Coming Soon: Vulnerability Disclosure Program

Loading... 88%

Almost launching, just finalizing the last few details...

About the Program

At Gametize we champion continuous improvement of our product, that is where our Vulnerability Disclosure Program comes in. With help from you, we ensure the Gametize Platform is always up to the latest standards in security and user experience.

This program is perfect for anyone who has an interest in cybersecurity and wishes to make the web a safer place, or for anyone that has an interest to make Gametize a better platform with less bugs.

Refer to the information below to see if this is something you’d want to contribute to. Meanwhile, please do not send us any reports until this program officially launches as they may not be considered.

Your Participation in the Vulnerability Disclosure Program

Please include the details requested below when submitting a vulnerability report to Gametize.

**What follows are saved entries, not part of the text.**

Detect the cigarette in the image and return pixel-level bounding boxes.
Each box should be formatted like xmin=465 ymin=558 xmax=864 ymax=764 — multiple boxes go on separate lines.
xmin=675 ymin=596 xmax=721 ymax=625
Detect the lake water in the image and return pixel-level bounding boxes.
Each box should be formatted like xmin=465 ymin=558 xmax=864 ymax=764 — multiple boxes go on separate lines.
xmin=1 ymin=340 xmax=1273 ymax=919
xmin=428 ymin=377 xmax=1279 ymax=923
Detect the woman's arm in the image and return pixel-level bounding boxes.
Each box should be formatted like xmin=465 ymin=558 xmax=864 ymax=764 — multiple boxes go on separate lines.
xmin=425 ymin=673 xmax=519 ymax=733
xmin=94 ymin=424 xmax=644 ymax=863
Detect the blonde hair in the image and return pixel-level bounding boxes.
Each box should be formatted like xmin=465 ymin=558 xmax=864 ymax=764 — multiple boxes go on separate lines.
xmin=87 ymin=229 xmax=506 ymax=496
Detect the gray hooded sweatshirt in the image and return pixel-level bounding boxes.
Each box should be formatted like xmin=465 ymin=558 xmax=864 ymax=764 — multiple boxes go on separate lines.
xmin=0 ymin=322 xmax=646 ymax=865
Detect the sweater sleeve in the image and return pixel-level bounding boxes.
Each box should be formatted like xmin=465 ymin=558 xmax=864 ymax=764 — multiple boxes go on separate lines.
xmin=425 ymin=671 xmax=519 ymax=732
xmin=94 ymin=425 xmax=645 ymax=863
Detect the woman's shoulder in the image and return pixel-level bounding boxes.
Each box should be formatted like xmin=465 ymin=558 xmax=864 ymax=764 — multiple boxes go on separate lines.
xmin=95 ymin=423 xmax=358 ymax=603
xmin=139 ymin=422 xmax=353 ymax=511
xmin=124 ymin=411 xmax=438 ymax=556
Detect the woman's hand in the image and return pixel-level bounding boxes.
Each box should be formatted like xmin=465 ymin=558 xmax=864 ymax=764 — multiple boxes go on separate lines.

All reports should be submitted in English.

Demonstrate working proof-of concept of the vulnerability with reproducible steps
Clearly explain the security implications (i.e. how will the attacker benefit and the consequences of such an attack on our users)
Submit only one vulnerability per report, unless the vulnerabilities are related (Note that multiple vulnerability reports related to a single underlying issue will be treated as one report)

Terms & Conditions

Gametize reserves the right to modify these terms and conditions at any time.

Eligibility Requirements

You must be 18 years old and above
You must be the first reporter of the vulnerability
You must not be located in or is a citizen of any countries listed in UN sanctions: https://www.un.org/securitycouncil/sanctions/information

Follow the Rules

Do not steal, violate or compromise the data and privacy of users
Do not violate Gametize’s terms and conditions and privacy policy
Do not violate any applicable laws or regulations
Do not violate any terms in Amazon Web Service’s pen-test policy
Do not disclose, retain, duplicate, or otherwise communicate to any third parties any Personally Identifying Information (PII) encountered while conducting your tests
Do not publicly disclose vulnerabilities without our explicit permission
Do not engage in destructive automated testing
Do not incur any loss of funds that are not your own
Do not mass-create accounts to engage in testing
Do not conduct tests on accounts that do not belong to you, unless you have the written permission of the owner of those account(s)
Do not attempt to extort us – please research and disclose vulnerabilities to us in good faith

Reward Terms

You are responsible for any applicable taxes related to the rewards awarded by this programme
It is entirely up to Gametize’s discretion whether to reward participants, and to determine the type and amount of rewards

Ineligible Vulnerabilities

Vulnerability reports that involve the following are not eligible for the Vulnerability Disclosure Program.

Attacks requiring physical access to a user’s device
Spam or social engineering techniques
Content spoofing and text injection issues without showing an attack vector/without being able to modify HTML/CSS
Denial-of-service attacks (Network and application layers)
Disclosure of server or software version numbers
Missing best practices in Content Security Policy
Missing best practices in SSL/TLS configuration
Missing email best practices (invalid, incomplete or missing SPF/DKIM/DMARC records, etc.)
Missing HttpOnly or Secure flags on cookies
Forms missing CSRF tokens
Self-XSS
Open redirects
Reports exploiting the behavior of, or vulnerabilities in, outdated browsers and platforms (e.g. tabnabbing)
User/content enumeration
Issues relating to unlocking client-side features in modified Gametize applications, rooted devices, or jailbroken devices
Issues related to software or protocols not under Gametize control
Issues related to intentional design of Gametize features and its functionality
Issues without clearly identified security impact
Publicly announced zero-day vulnerabilities that have an official patch for less than 1 month are generally inadmissible but will be assessed on a case by case basis

What's in it for you?

Earn points to redeem stuff

Redeem rewards such as Gametize t-shirts, gift credits and free subscriptions to the Gametize Platform.

We are still thinking of more cool rewards to offer, so watch this space!

Gametize Vulnerability Disclosure Program Certificate

Add our certification to your portfolio to upgrade your credentials.

Be part of our community

You’ll become a part of an innovative community that transforms the way we work and play. Learn from each other, share insights, and grow with us.